As a non-native English speaker, I often rely on AI tools to help me express myself more clearly and ensure that my intentions are properly understood. I believe AI can be a powerful tool—like a double-edged sword. On one side, it can greatly enhance productivity and support positive contributions. On the other, it can be misused to cause harm.

Using AI to generate spam or disrupt communities should not be tolerated. It’s important that we promote responsible use of these tools so that they empower rather than undermine open, respectful collaboration.

Maybe we could implement something like CAPTCHA during signup or even for posting the first few times to verify the user is human. Combined with rate limits and strong moderation, this could help reduce misuse while still supporting responsible AI use for clarity and communication.

example CAPTCHA from steam:-

backloguy · August 2, 2025, 5:41am

I tried the current CAPTCHA system myself, and it seems to be the basic “I am not a robot” checkbox. From what I’ve read, a lot of modern bots can bypass that quite easily. So I looked into it a bit and wanted to share a few ideas that could complement the existing systems like trust levels and manual flagging:

Method	Benefit
Harder CAPTCHA (e.g., hCaptcha, image-based puzzles)	Slows down low-effort bots
Phone Verification	Adds friction to account creation and deters automated signups
Spam Detection (like Akismet)	Flags or blocks posts with known spam patterns or links
Honeypots	Hidden form fields that bots tend to fill out but real users don’t
Behavioral Analysis	Detects unusual activity patterns (e.g., mass posting, rapid link sharing)

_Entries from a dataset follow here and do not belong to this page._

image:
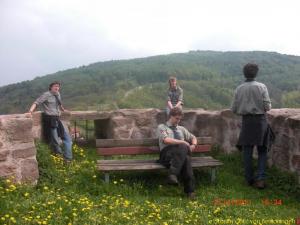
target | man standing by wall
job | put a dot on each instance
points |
(51, 106)
(251, 101)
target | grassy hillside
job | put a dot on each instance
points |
(76, 194)
(208, 79)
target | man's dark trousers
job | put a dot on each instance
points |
(178, 160)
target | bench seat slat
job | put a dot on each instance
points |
(105, 165)
(124, 161)
(138, 150)
(109, 143)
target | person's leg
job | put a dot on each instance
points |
(173, 158)
(178, 157)
(168, 111)
(67, 141)
(54, 141)
(247, 152)
(188, 175)
(262, 162)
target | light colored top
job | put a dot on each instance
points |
(164, 131)
(175, 95)
(48, 103)
(252, 98)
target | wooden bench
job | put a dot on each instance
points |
(117, 147)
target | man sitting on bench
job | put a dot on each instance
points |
(176, 144)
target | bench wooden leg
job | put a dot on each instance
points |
(213, 174)
(106, 177)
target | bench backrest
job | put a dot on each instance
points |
(109, 147)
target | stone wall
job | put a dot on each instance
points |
(17, 149)
(17, 152)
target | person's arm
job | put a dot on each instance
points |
(190, 139)
(266, 99)
(62, 108)
(170, 104)
(180, 98)
(193, 143)
(38, 101)
(234, 103)
(32, 108)
(163, 135)
(172, 141)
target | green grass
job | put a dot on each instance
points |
(76, 194)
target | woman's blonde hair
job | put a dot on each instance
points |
(171, 79)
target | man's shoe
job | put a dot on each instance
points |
(172, 179)
(250, 182)
(67, 162)
(259, 184)
(191, 196)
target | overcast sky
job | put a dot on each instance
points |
(38, 37)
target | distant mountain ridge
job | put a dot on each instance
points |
(207, 77)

grace · August 4, 2025, 3:02pm

Harder Captcha is a good idea. Looks like Discourse just recently added core support for hCaptcha. Discourse hCaptcha - Plugin - Discourse Meta

And 19 days ago they added it into discourse core. @burke I think this may have been included in the recent discourse default-plug-ins you added like last week, because I see it here - pre-installed, just not enabled. Would you be up for configuring/setting up hCaptcha?

ibacher · August 4, 2025, 4:17pm

@grace I think, as @backloguy indicated, we’d need to do that on our Keycloak since no one logs in through Discourse directly. That does seem is doable, though.

jayasanka · August 12, 2025, 2:33pm

We’ve already got reCAPTCHA integrated into Keycloak. While it looks like just the “I’m not a robot” tick, it’s actually doing quite a bit under the hood. It checks dozens of factors, things like mouse movement, click timing, browser history, IP reputation, and even how you’ve interacted with the page before clicking. Based on that, it decides whether to let you through instantly or show you an extra image challenge. So even though it seems simple on the surface, it’s pretty good at filtering out a lot of bot traffic already.

backloguy · August 12, 2025, 3:53pm

Wow, that’s really insightful — though it seems they might still have some limitations, given that we’re still discussing them here. Thank you for sharing your knowledge, @jayasanka.